日本のファッション産業は、世界に活躍するデザイナーや、その後に続く若手デザイナーの質と量でも、繊維・生地・染色・加工・関連機器・副資材などの研究開発力と技術力でも、また消費購買力の高さや、文化的・芸術的伝統の豊かさにおいても、世界に冠たる実力と土壌をもっている。それにもかかわらず、現在“宝の山で餓死しかねない”低迷に陥ってしまった。それは学の側に日本に適応した産業理論と処方箋を提供する能力が不足し、産の側にもその受け入れ体制がなかったことに原因の一端がある。ファッションビジネス学会の使命の一つは、“産学協力”によって、日本のファッション産業に活力を与える産業理論と処方箋を提供することである。

6.

しかも、日本を含む、世界のファッション産業はいま、グローバル化とエコロジー運動の波に洗われ始めている。そのなかで、日本のファッション産業に新時代にふさわしい産業理論と処方箋を提供し、あわせて日本のファッション産業が担うべき国際的役割を提唱していくことも、ファッションビジネス学会の使命である。

7.

世界の産業界は、いまやIT革命の時代に突入しており、ファッション産業もその例外ではない。IT革命は、ファッショ産業の「創・工・商・生・育」すべての分野を、新しい構造と秩序のもとに組み替えていくと予想される。したがって、それに対応処する処方箋をつくることは、ファッションビジネス学会に課せられた重大な使命である。

8.

20世紀は、生産財産業と金融産業が経済と生活を支配する時代であった。しかし、21世紀には、生活が優先され、生活財産業や生活文化産業が優位に立つ時代が到来する。その生活財産業・生活文化産業の中核を形成していくのは、ファッション産業である。なぜなら、ファッション産業は、いまや繊維アパレルや、その原料である糸・生地だけでなく、非繊維アパレル、アクセサリー、寝具、インテリア、コスメティックなどを包含して、生活財産業の主流を形成する一方、音楽、演劇、映像、美術、工芸などとともに、生活文化産業の重要な一翼を担って、両産業の結節点に位置しているからである。
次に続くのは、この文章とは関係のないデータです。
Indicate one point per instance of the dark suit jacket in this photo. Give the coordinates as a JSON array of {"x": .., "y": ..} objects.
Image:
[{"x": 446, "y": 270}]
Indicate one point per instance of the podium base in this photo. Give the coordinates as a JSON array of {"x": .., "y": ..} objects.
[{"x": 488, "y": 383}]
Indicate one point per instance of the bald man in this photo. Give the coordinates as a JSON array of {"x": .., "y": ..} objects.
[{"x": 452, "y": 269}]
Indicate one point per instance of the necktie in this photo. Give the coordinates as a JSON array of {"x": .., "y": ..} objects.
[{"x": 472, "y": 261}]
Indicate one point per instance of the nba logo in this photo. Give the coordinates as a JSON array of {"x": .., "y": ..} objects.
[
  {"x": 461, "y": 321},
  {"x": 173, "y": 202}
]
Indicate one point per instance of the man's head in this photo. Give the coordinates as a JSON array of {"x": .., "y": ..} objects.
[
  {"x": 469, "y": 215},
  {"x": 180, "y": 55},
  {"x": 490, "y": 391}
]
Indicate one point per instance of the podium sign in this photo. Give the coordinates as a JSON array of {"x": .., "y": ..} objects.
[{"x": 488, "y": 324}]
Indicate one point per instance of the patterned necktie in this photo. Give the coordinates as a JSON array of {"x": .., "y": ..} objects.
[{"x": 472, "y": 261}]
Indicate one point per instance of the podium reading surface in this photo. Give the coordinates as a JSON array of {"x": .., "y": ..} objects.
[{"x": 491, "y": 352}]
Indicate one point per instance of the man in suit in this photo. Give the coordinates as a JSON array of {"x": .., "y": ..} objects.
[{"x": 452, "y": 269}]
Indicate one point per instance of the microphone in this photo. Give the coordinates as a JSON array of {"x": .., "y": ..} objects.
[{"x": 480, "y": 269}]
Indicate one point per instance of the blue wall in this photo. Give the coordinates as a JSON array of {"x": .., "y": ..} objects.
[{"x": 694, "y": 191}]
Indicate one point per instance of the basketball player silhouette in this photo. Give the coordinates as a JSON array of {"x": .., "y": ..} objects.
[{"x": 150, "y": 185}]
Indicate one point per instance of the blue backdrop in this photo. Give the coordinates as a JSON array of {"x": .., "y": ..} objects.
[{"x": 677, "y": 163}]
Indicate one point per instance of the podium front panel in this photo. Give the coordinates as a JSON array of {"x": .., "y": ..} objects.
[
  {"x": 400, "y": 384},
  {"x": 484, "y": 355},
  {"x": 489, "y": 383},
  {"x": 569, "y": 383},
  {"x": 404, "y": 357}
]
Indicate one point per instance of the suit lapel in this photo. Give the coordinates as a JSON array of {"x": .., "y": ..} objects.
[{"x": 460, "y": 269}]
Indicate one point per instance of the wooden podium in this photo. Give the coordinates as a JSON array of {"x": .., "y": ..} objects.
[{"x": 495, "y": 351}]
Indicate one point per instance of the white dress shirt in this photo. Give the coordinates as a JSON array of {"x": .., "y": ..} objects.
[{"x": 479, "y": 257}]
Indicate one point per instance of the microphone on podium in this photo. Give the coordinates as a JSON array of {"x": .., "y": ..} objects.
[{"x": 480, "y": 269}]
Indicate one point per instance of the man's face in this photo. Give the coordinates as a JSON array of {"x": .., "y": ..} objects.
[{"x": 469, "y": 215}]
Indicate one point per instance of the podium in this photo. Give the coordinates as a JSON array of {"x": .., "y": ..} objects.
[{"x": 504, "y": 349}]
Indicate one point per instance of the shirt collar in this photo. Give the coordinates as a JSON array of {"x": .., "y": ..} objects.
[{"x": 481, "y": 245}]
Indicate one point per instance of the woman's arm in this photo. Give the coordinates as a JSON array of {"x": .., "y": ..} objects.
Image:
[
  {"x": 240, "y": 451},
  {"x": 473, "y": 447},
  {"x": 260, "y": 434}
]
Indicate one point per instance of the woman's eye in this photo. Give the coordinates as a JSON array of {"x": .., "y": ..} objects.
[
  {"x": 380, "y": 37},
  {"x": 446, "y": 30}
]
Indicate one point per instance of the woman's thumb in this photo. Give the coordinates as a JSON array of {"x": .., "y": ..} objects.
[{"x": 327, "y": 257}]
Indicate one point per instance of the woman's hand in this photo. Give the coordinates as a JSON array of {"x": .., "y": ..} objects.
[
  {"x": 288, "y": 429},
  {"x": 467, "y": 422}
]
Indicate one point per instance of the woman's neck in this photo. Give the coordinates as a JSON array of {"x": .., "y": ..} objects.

したがって、時代の転換を推し進める“新しい産業哲学の提唱”もまた、ファッションビジネス学会の光栄ある使命である。

9.

ファッションビジネス学会は、上記のように「創・工・商・生・育」すべての分野の研究開発者を網羅する組織であり、将来的には、壮大な「ファッション学」の確立と、「ファッション学会」への進化を標榜するものである。

10.

なお、「ファッション教育」には1.ファッション産業教育、2.ファッション生活(文化)教育、3.ファッション・アカデミズム教育の3分野がある。現在、ファッションビジネス学会の「教育」グループの研究開発活動は、ファッション産業教育分野のカリキュラムと教育手法に主眼が置かれているが、他の2分野についても、早急に同様の研究開発活動が開始されなければならない。